みどり病院の透析室はなぜドライウェイトに厳しいか?

20151225_nursing-dialysis_01
「今日は何kg増えてきた?」
「今日は2日空きで増えてきたから残してな」
「え~!?週末までにドライウェイトにしましょうね」
といった会話が朝一番、穿刺前にスタッフと患者さんの間で交わされます。
このよく聞かれる「ドライウェイト」とは何でしょう?

「ドライウェイト」とは、透析患者さんにとっての基本となる体重の事です。
透析をされている方は、腎臓が働かなくなってしまい「おしっこ」が出ません。
そのため、「おしっこ」で出るはずの水分や毒素を外に出す事が出来ずその結果、行き場を失った水分は体のあらゆる場所に溜まっていき、全身が浮腫んでいきます。
当然ではありますが心臓や肺にも影響します。
いわゆる心不全の状態です。
心臓はゴム風船のように大きくなり肺うっ血や肺水腫を起こすため呼吸困難となります。
現在、心不全は透析患者さんの死因の第1位です。

心臓という臓器は、一度大きくなってしまうとなかなか元の状態に戻らないゴム風船のような臓器です。
ゴム風船は一度大きく膨らませた後にしぼませると、びろんびろんに伸びてしまい、元に戻らずしまりのない状態になってしまいます。
また、一度膨らますと、次からは膨らみやすくなります。
これと同じような事が心臓でもおきてしまいます。
心臓も一度大きくなってしまうと、なかなか元に戻りませんし、負荷がかかるとすぐに大きくなり心不全になりやすくなります。
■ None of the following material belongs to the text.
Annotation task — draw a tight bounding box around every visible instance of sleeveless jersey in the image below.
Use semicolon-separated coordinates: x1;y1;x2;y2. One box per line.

という訳で、心臓を大きくしないために患者さん一人一人に合った適正な「ドライウェイト」を2回/月の採血・胸のレントゲン・心電図から設定し、日々の体重コントロールを行っております。
時には、患者さんに厳しい!といわれ衝突する事もありますが、スタッフにとって家族のように思う大切な患者さんを、透析患者さんの死因第1位である心不全から守るためにということを理解して頂くまでスタッフが丁寧に説明し、週末までに「ドライウェイト」を厳守出来るよう患者さんと一丸となって日々がんばっています。